Markus Wallerberger und Anna Kauch

In der Physik hat man oft mit unterschiedlichen Skalen zu tun, die man getrennt voneinander beschreiben kann: Für die Bahn der Erde um die Sonne ist es völlig egal, ob ein Elefant im Zoo nach links oder nach rechts läuft. Und die Bewegung des Elefanten kann man beschreiben, ohne irgendetwas über die Eigenschaften der Elektronen in seinem Ohr wissen zu müssen. Die Welt lässt sich in unterschiedliche Skalen aufteilen.

Auch in der Materialforschung ist es wichtig, das Verhalten von Teilchen auf den passenden Skalen zu beschreiben. Man muss dafür allerdings zuerst herausfinden, welche Skalen die entscheidenden sind – eine schwierige Aufgabe, für die es bisher keine klare Lösungsstrategie gab. Man konnte höchstens hoffen, die Lösung mit viel Erfahrung zu erraten.

Nun wurde von einer internationalen Forschungskooperation unter Beteiligung der TU Wien aber eine mathematische Methode gefunden, die passenden Skalen rechnerisch zu ermitteln – ein wichtiger Schritt für die Suche nach besseren Materialien für unterschiedliche Einsatzbereiche, von Mikrochips bis zur Photovoltaik. Die Methode wurde nun im Fachjournal PRX publiziert.

Gerade die spannenden Probleme sind die schwierigen

„In der Materialphysik kann man Elektronen oft nicht getrennt voneinander betrachten“, sagt Anna Kauch, Leiterin eines FWF-Forschungsprojektes zu diesem Thema. „Gerade besonders spannende Phänomene wie Magnetismus oder Supraleitung kann man nur verstehen, wenn man viele Teilchen und ihre komplexen Wechselwirkungen gemeinsam beschreibt.“ Das ist aber in voller Exaktheit meist nicht möglich: Wenn viele Teilchen im Spiel sind, dann werden die Formeln der Quantentheorie rasch so groß und so komplex, dass man sie selbst mit den besten Supercomputern der Welt nicht exakt lösen kann – nicht einmal den Zustand der Teilchen kann man dann exakt aufschreiben, weil man dafür mehr Speicherplatz nötig wäre, als man je zur Verfügung haben wird.

Man muss daher bestimmte Näherungen suchen.

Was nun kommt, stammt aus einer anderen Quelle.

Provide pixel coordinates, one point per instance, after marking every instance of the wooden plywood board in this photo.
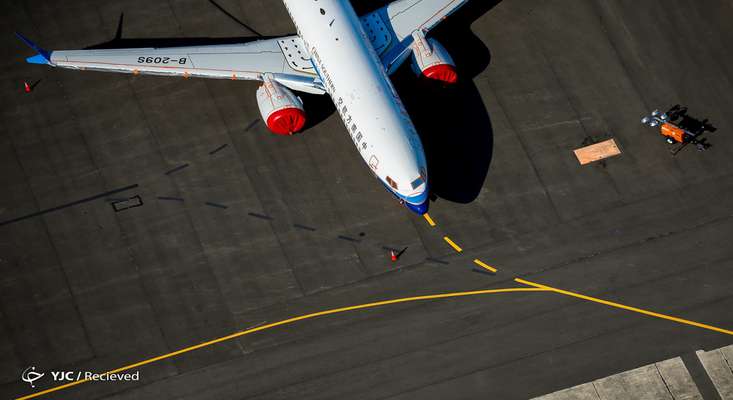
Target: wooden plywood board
(597, 151)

Oft bestehen diese Näherungen darin, dass man in bestimmten Fällen bestimmte Größenskalen außer Acht lassen kann. „Manchmal kann man recht einfache physikalische Argumente dafür finden“, sagt Markus Wallerberger, einer der Autoren des Papers. „Ein typisches Beispiel dafür sind Elektronen und Atomkerne in einem Kristall: Die Elektronen sind sehr leicht, sie bewegen sich schnell. Die Atome sind viel schwerer – auf der Zeitskala, in der man die Bewegung der Elektronen beschreibt, kann man die Atome daher als starr und unbeweglich betrachten.“ In diesem Fall hat man ein kompliziertes Problem in zwei viel einfachere Probleme aufgeteilt: Man kann sich nun einerseits Gedanken über die schnelle Bewegung der Elektronen und andererseits über die viel langsamere Bewegung der Atome machen – und überlegen, wie beides miteinander zusammenhängt.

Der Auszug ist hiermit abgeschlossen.